Ehemalige Nationalspielerin Lira Alushi: »Habe mich für Familie entschieden«

Die frühere Nationalspielerin Lira Alushi weiß, warum Nationaltorhüterin Ann-Katrin Berger so stark bei Elfmetern ist. Das Europameister-Team 2013 hatte »viele starke Persönlichkeiten«.

Die frühere Nationalspielerin Lira Alushi mit Ehemann Enis Alushi, einem früheren Profi. FOTO: GROOTHUIS/WITTERS
Die frühere Nationalspielerin Lira Alushi mit Ehemann Enis Alushi, einem früheren Profi. FOTO: GROOTHUIS/WITTERS
Die frühere Nationalspielerin Lira Alushi mit Ehemann Enis Alushi, einem früheren Profi. FOTO: GROOTHUIS/WITTERS

BASEL. Lira Alushi hat mehrere Spiele der Frauen-EM in der Schweiz verfolgt. Die 37-Jährige, die bis 2015 insgesamt 79 Länderspiele für Deutschland bestritten hat, arbeitet inzwischen in der Agentur ihres Managers Dietmar Ness mit. Sie scoutet Spielerinnen, knüpft Kontakte, hilft bei der Betreuung mit.

GEA: Wie erleben Sie das Turnier in der Schweiz?

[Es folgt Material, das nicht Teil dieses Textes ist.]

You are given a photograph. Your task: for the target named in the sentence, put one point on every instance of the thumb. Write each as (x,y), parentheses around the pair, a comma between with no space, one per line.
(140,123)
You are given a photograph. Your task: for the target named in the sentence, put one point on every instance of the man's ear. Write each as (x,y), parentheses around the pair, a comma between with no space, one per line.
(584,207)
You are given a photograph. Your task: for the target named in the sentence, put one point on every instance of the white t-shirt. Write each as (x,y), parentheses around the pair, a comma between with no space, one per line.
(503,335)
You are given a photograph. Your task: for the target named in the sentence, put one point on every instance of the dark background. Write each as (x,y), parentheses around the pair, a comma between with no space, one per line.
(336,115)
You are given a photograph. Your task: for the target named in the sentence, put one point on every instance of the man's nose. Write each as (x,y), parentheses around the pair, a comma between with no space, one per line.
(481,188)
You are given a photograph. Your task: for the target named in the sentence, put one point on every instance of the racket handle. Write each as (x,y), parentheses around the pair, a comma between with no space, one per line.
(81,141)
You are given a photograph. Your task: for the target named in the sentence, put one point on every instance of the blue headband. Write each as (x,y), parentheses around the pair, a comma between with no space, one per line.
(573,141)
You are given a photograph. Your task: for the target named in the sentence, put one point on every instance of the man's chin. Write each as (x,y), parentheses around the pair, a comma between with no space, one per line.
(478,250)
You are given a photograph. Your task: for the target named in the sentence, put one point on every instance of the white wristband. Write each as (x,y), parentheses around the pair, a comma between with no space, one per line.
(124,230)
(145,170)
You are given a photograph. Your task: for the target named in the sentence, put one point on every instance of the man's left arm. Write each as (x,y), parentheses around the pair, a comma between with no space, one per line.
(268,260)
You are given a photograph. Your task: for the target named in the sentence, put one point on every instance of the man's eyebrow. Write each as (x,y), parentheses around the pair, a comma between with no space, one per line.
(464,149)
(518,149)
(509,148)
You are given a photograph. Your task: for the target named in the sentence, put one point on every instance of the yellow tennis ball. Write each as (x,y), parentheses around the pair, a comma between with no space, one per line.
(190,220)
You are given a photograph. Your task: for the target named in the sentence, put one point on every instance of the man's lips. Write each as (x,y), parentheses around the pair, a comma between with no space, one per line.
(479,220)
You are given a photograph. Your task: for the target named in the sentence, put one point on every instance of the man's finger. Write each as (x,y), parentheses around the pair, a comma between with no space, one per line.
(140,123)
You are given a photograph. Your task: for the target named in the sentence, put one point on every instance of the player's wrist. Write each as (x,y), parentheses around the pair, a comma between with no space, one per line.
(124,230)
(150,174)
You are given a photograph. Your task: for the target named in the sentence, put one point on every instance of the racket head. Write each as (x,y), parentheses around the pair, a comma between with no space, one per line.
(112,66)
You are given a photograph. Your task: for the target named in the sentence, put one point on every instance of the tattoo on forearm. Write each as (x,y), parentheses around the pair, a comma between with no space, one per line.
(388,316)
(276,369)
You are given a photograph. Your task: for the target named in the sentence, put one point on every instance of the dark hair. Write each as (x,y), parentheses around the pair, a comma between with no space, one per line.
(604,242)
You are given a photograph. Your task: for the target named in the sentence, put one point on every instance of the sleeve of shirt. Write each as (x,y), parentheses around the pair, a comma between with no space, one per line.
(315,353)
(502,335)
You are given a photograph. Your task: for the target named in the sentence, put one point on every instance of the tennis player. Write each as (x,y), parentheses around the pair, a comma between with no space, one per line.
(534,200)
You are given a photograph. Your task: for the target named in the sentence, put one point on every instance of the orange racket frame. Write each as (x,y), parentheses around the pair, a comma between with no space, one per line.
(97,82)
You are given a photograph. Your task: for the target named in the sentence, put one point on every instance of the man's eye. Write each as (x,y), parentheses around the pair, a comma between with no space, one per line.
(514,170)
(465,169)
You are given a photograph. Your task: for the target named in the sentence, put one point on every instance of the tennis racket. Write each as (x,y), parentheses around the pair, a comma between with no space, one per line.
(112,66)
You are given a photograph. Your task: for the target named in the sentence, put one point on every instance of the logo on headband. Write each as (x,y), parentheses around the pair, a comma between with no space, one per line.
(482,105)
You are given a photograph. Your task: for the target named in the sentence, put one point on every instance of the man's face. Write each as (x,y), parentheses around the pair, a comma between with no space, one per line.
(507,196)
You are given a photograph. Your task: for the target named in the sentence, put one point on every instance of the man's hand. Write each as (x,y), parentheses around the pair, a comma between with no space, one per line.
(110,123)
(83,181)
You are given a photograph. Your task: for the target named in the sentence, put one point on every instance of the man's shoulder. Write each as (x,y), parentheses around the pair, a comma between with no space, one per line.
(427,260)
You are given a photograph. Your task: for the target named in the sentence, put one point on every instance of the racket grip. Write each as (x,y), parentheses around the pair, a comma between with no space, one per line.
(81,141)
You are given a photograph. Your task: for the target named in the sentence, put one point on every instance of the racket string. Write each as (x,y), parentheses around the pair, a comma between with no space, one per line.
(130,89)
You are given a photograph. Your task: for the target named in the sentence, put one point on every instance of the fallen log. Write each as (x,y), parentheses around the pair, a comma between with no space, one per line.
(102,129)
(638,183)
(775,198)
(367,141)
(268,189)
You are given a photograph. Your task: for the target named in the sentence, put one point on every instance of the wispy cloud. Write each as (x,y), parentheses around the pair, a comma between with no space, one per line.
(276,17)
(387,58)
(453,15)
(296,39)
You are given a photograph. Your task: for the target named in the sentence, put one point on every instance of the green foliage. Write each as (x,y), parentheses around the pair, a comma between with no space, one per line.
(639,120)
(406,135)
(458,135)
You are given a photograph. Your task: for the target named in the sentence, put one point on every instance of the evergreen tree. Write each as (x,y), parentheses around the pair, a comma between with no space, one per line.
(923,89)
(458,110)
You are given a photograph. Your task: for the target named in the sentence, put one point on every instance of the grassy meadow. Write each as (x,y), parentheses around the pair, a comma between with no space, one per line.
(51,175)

Lira Alushi: Ich habe das Eröffnungsspiel der Schweiz in Basel, die deutschen Partien gegen Schweden und Frankreich gesehen und werde auch zum Halbfinale gegen Spanien in Zürich sein: Bis jetzt ist das eine richtig geile EM. Überall in Bahnen oder Restaurants sind Fans mit Trikots. Dass die Stadien fast alle ausverkauft sind, gab es zu meiner Zeit nicht. Da war es vielleicht beim Halbfinale und beim Finale voll. Das deutsche Viertelfinale war doch megaspannend: So etwas wollen die Leute sehen – ich brauche das aber im Halbfinale nicht noch einmal.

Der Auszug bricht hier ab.